YANKEE LEGENDS & WIFFLE BALL

If it’s not Little League, it’s wiffle ball, probably one of the greatest yard games ever. The ball doesn’t travel as far as a baseball when you hit it, but there is something about a wiffle ball hit and watching the ball travel that just screams “childhood” all over again.

My son is a baseball animal. It’s all he wants to do. If he’s not playing in an organized game, he’s throwing up a wiffle ball in the backyard and cranking it across the yard. On Christmas, there was a sale at Modell’s, a Yankee sponsor. I bought my kid 12 wiffle balls and a Junk ball bat. When March hit. he got the fever for baseball after a long winter’s nap. He was out there and started cranking them over the fence. He has 1 left. They’re stuck in the evergreen trees, they rolled down the street and into the sewer, and he cranked a few across to the neighbor's yard with what he calls his “power swing.” I just can’t keep up.


Now he has a new thing, baseball stances. You’ve seen the guy on Youtube that imitates the players stances of the Yankees players, right? My son has Robinson Cano down, plus, he can stand there like David Ortiz or even do his best Brandon Phillips. He’s a child baseball scholar at this point. I made a suggestion. Let’s watch video of the greats. We watched Yogi Berra and Reggie Jackson and now he’s trying to perfect them as well. I nicknamed my son “The Show” because as his fall ball league is starting and he’s standing in the batter’s box, he’ll give me a look for a moment and then it’s my chance to figure out what stance he’s doing at that at bat. He’s quizzing me; the freaking kid is quizzing me as I sit in the stands, it’s hilarious.

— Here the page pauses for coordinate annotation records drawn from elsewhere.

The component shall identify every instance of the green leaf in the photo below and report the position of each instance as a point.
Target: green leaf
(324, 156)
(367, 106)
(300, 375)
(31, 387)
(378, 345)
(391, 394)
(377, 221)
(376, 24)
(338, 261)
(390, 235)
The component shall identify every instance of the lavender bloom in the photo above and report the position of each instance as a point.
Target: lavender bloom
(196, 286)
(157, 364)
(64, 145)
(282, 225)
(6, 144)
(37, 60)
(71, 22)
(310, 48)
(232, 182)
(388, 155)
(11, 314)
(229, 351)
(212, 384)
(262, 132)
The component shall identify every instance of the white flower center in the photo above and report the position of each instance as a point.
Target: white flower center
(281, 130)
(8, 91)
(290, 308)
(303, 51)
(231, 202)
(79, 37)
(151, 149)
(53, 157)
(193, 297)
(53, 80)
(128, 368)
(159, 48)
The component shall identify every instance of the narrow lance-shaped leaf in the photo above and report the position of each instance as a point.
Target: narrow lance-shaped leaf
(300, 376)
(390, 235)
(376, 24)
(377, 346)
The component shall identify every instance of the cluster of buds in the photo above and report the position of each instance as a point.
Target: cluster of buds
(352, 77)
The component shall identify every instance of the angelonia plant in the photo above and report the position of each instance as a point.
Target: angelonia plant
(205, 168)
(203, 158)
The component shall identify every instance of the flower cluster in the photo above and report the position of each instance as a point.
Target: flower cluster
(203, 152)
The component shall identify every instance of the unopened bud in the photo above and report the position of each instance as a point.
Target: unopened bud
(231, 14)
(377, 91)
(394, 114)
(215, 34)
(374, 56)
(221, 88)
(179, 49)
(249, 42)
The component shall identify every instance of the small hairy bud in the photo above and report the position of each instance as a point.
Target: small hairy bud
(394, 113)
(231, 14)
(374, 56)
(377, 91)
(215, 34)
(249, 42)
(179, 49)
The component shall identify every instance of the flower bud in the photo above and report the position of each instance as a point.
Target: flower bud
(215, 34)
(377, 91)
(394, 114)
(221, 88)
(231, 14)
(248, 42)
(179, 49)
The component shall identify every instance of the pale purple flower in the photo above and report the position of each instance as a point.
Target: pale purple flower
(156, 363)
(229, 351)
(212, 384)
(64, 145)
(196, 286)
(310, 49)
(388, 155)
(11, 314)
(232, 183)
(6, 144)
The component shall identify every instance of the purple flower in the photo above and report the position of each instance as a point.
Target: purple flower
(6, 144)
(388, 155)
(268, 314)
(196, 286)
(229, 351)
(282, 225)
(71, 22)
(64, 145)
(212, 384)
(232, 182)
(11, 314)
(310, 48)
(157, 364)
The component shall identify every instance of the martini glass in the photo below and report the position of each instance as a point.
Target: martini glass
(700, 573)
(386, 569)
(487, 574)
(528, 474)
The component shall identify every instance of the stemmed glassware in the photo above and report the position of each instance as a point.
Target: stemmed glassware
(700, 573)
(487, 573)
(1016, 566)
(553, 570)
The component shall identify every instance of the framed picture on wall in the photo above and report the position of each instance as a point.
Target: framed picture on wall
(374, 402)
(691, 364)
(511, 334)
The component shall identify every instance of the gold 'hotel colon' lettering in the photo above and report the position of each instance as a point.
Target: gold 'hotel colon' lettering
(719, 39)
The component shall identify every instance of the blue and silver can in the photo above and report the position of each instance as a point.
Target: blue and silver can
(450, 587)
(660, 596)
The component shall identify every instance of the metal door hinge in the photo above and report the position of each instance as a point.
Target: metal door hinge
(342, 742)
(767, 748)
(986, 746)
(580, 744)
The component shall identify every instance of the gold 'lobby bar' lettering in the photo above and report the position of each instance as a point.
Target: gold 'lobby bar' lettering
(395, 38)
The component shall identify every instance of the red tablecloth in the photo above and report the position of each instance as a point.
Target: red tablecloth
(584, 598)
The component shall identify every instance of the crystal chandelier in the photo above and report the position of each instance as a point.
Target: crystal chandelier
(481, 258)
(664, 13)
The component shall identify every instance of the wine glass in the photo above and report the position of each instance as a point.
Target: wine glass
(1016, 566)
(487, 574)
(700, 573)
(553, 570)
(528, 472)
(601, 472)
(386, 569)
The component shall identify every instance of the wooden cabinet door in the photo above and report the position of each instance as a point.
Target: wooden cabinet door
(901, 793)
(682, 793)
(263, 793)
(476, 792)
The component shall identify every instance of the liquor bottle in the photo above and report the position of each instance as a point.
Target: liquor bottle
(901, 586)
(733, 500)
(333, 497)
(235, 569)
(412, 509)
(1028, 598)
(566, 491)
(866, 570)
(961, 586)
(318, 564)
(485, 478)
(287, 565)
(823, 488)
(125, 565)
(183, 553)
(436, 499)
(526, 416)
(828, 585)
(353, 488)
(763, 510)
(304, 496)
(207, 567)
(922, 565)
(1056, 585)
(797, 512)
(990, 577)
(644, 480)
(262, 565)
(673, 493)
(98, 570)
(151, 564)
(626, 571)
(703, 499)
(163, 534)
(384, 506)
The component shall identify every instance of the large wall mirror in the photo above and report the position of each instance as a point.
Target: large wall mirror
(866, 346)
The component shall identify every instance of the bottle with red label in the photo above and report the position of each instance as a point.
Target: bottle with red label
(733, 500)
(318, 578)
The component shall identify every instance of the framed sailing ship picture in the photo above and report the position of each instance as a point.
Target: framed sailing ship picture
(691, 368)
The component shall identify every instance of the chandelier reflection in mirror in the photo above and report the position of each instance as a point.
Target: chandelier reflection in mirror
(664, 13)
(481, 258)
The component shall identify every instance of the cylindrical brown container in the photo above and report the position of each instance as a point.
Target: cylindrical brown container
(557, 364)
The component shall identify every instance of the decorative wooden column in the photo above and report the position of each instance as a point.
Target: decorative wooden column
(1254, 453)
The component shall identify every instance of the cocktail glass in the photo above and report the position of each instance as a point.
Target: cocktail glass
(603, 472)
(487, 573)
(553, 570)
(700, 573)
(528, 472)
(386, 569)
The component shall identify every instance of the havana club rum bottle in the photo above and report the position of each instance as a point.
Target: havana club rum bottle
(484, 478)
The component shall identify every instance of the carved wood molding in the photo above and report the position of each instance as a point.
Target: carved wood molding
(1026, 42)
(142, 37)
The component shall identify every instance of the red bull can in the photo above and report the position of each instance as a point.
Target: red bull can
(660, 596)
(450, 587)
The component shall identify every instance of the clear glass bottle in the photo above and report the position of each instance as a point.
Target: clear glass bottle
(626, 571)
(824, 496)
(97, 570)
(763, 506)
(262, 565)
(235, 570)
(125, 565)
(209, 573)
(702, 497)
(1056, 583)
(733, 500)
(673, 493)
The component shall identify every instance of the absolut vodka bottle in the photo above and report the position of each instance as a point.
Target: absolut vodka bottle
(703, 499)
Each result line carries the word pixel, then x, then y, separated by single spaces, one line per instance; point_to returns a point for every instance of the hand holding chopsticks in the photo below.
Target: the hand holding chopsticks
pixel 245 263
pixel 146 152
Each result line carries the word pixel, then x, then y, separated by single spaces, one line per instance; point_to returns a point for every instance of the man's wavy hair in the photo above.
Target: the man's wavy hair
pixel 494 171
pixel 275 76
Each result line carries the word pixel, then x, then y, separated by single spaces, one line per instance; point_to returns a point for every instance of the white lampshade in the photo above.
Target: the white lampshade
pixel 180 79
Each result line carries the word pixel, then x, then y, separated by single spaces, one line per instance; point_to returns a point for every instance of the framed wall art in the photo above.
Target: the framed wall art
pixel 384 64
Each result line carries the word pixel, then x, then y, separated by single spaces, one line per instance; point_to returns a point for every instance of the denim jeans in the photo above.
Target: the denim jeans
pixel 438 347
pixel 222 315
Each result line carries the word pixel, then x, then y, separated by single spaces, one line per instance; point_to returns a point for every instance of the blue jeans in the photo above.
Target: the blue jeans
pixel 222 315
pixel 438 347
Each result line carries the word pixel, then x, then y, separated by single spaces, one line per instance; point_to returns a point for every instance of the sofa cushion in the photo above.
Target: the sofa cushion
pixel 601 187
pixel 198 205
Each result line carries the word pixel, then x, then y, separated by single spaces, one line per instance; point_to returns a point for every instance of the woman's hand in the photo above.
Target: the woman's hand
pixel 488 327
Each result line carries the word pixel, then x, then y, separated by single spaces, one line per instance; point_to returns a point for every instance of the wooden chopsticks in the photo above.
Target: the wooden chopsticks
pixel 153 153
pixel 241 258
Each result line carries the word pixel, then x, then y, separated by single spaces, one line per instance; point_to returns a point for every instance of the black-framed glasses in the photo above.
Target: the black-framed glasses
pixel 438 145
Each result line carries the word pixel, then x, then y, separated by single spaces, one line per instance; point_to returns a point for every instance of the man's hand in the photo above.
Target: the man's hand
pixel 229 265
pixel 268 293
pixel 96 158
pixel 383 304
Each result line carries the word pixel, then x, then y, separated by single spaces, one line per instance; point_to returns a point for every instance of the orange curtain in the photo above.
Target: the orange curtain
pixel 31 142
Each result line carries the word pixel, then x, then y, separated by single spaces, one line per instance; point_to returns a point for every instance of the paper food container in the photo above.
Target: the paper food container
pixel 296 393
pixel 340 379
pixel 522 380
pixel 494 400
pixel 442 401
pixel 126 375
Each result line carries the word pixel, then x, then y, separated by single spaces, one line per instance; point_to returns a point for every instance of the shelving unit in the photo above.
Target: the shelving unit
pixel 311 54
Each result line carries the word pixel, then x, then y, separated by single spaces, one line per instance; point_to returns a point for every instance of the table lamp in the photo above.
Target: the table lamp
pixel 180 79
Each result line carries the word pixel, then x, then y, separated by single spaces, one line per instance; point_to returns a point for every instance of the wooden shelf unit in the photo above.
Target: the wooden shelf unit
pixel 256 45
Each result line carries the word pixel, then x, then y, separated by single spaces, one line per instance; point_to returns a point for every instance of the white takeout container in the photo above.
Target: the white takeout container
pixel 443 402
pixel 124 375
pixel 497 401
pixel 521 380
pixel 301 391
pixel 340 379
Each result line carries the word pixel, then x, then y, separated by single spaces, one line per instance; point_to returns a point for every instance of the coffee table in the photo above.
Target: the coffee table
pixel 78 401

Yesterday, we were in the backyard hitting wiffle balls. He stood in the worn out dirt spot in the yard and said Who’s this? Now, my son is lefty. He stood in the imaginary box, and swung the bat straight through the zone about 3 times and the barrel of the bat pointed at me at the end of each practice swing. He then lifted his back elbow up alittle, the bat was alittle higher than normal and he had some slight movement. His right leg was out a bit and it all looked pretty familiar, but I couldn’t place it. Who?”, I said. Paul O’Neill. I got chills.

I was proud at that moment. Paul O’Neill is probably the most exciting Yankee to watch over the years and being part of 4 World Championship Yankee teams, it hit me, my son has never actually seen Paul O’Neill play. What’s my point? Baseball greats carry over from generation to generation in such a powerful way because, the bottom line is, everybody loves a winner. So, it looks like I’ll be picking up a #21 Jersey this Christmas.

A salute to "The Warrior". Your influence has translated to a 9 year old kid in suburbia USA in 2011. Warrior... meet "The Show."

You can’t beat that... you really can’t.